How the Manager of a Gourmet Grocery Store Spends His Sundays

Scott Goldshine used to be a picky eater with a very short list of preferred foods.

“Through junior high, it was poundcake, scrambled eggs, cheeseburgers, French fries and a little fried rice,” he said. The reasons for his particular palate were hard to pin down.

“My parents took me to a psychologist, who was the first person to get me to eat a hot dog and a slice of pizza,” he said. And his unique preferences lasted beyond adolescence: He didn’t eat cold food until he was about 40 years old.

All of this is especially surprising considering that Mr. Goldshine, 63, has worked at the Upper West Side grocery store Zabar’s — an emporium of Jewish and international culinary delights — for 46 years. He started as a garbage man at 17 and worked his way up to general manager.

Spending time with the diverse offerings at Zabar’s eventually taught Mr. Goldshine to try new things. Now he enjoys the deli’s corned beef, pastrami sandwiches, prosciutto, knishes, chopped liver and Ibérico ham.

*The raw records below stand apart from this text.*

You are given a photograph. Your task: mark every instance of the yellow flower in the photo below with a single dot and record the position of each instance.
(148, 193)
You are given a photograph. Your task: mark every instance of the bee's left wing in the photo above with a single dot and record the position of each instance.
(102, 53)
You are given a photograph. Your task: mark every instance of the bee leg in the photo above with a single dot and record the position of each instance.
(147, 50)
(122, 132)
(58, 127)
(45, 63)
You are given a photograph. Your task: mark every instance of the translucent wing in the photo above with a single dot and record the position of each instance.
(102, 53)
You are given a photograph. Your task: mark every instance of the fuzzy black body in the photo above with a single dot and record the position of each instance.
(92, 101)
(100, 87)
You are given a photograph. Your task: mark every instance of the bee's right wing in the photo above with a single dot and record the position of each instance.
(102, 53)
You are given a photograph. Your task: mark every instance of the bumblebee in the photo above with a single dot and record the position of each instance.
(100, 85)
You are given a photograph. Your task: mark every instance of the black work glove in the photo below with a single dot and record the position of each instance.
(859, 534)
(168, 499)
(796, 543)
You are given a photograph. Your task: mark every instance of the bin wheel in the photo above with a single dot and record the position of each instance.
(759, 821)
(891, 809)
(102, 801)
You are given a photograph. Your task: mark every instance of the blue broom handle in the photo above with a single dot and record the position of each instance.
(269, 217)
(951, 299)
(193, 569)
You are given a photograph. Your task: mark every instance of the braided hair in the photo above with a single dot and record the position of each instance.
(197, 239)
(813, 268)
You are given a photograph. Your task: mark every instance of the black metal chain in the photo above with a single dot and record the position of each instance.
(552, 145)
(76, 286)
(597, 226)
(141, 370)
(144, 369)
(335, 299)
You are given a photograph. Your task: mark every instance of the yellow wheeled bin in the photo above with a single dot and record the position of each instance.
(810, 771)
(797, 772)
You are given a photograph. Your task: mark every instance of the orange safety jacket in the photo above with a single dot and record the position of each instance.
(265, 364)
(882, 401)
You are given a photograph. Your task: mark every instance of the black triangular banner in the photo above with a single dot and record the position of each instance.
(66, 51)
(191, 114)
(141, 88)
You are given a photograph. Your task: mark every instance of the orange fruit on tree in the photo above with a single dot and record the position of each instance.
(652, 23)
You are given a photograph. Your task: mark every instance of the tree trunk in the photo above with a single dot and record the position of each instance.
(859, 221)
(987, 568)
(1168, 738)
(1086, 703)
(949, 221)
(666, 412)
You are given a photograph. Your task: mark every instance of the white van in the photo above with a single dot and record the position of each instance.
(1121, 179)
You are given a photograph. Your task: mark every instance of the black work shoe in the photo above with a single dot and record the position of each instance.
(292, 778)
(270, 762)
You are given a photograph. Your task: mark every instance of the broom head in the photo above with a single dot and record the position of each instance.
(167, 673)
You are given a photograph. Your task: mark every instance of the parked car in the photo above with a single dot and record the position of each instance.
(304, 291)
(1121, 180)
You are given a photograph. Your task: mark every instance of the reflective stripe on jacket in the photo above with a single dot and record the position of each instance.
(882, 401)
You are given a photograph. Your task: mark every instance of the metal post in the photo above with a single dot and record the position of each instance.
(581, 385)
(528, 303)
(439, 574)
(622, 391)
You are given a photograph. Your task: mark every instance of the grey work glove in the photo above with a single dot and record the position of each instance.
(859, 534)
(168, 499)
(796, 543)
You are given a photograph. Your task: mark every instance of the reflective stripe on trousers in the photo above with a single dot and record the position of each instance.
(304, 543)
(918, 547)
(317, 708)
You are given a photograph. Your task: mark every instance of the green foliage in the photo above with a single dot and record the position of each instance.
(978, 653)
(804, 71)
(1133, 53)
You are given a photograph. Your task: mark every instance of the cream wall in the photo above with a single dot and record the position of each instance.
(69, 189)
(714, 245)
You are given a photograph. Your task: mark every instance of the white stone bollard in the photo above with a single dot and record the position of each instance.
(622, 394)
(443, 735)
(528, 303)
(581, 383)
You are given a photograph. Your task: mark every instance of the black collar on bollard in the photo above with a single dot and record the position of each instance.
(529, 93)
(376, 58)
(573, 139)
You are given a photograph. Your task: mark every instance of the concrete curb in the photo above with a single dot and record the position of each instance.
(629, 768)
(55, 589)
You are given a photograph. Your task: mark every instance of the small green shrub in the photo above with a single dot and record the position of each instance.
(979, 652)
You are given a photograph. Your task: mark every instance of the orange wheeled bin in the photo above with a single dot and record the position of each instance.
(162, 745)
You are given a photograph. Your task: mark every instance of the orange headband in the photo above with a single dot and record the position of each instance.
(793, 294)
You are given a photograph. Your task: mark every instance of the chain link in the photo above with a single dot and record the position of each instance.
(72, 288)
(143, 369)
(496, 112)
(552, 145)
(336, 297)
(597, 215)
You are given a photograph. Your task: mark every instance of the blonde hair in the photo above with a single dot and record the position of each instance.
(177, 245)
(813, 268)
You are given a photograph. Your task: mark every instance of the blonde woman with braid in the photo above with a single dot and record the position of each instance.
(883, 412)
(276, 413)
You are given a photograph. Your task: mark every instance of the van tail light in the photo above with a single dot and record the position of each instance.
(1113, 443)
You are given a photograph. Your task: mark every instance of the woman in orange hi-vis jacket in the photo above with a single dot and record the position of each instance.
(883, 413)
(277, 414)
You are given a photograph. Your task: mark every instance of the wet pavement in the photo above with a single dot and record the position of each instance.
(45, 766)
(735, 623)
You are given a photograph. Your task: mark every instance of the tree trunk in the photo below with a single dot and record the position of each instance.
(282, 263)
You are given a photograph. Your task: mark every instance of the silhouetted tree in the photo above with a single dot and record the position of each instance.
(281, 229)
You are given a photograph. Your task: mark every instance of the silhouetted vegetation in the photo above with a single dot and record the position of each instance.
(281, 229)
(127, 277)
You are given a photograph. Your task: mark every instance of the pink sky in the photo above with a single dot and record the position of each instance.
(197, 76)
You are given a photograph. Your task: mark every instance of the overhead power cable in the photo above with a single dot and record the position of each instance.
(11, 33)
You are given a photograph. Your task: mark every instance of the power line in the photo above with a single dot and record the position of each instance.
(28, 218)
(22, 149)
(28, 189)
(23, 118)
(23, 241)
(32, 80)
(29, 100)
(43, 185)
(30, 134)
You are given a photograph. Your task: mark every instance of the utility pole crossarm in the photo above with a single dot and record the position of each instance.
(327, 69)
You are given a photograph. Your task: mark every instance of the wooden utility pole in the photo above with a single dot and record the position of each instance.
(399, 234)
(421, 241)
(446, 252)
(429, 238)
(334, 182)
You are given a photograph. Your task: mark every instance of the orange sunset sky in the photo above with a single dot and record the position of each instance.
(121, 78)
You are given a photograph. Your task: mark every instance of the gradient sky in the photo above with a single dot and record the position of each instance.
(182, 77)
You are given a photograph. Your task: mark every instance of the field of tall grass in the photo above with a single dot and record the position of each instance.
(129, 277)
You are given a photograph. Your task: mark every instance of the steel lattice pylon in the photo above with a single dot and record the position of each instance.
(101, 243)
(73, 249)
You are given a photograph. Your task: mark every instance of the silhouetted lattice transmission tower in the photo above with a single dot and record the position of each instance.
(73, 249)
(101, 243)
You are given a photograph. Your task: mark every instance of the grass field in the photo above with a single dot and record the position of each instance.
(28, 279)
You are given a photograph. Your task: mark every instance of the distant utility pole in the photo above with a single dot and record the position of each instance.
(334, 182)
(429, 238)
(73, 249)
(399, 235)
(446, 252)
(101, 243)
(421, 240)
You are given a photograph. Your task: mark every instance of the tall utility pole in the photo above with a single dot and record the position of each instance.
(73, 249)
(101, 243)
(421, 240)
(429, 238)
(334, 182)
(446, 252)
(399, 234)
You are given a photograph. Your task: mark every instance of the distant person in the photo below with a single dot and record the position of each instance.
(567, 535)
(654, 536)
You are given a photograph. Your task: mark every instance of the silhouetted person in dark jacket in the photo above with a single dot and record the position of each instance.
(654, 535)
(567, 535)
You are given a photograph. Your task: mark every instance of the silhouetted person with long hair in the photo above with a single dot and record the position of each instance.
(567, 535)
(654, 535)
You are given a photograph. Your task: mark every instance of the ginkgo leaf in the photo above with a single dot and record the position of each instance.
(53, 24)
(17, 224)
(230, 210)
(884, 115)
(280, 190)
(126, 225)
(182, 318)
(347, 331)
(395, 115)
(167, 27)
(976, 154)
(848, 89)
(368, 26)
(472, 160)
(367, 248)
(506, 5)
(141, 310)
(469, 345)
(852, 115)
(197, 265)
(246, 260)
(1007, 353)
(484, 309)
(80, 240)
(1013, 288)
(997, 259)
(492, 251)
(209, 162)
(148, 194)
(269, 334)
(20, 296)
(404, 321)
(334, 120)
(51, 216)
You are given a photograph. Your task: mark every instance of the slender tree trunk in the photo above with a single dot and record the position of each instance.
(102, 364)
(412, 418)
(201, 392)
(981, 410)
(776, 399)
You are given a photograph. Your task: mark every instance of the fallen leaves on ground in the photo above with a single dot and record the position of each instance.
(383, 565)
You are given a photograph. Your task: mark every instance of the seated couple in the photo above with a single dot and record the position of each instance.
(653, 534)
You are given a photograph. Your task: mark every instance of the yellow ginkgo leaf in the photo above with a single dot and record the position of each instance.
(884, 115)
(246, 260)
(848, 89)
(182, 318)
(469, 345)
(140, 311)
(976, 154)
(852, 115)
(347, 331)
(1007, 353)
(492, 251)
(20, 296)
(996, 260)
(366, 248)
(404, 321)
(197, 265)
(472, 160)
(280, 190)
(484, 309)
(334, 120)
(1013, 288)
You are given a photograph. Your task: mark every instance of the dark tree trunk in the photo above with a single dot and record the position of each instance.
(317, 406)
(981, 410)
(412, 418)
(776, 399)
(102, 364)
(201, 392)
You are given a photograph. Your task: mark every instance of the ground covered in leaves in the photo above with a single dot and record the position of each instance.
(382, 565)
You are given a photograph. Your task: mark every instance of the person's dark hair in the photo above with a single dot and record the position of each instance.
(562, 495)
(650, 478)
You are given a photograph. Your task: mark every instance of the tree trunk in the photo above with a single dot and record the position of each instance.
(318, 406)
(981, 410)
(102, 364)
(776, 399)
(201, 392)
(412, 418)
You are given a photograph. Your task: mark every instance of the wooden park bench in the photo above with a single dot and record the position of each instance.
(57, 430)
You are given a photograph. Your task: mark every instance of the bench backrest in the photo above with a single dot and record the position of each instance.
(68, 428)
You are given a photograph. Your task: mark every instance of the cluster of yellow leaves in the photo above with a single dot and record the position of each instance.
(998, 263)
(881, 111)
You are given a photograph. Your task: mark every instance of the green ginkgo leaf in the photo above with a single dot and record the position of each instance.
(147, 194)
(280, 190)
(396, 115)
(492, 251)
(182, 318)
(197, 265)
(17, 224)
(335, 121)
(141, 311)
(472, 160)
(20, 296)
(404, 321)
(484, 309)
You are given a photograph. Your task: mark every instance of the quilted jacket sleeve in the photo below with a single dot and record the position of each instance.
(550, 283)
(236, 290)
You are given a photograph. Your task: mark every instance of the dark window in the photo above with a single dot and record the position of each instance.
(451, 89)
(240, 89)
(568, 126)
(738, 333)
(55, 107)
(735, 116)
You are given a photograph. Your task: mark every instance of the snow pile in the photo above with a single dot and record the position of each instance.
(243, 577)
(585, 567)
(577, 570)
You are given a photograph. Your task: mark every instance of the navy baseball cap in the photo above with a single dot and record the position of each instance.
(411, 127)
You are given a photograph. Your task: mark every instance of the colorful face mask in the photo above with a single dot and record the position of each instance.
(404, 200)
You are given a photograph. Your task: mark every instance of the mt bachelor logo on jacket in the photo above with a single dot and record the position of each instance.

“If my dad was alive today he’d be amazed at how far we’ve come,” he said.

Sunday is a work day for Mr. Goldshine, who was born in the Bronx and lives on the Upper West Side with his wife, Jackie Goldshine, 61.

EYES OPEN When I open my eyes it’s: “Oh, [expletive]! I really don’t want to go in today.” That’s generally how Sunday starts. Years ago, I made an agreement with myself that if I’m going to let work get in the way of going out and hearing music, I’m never going to hear music in my life. I could be out till 5 o’clock in the morning and still be up at 7:30 to get ready for work.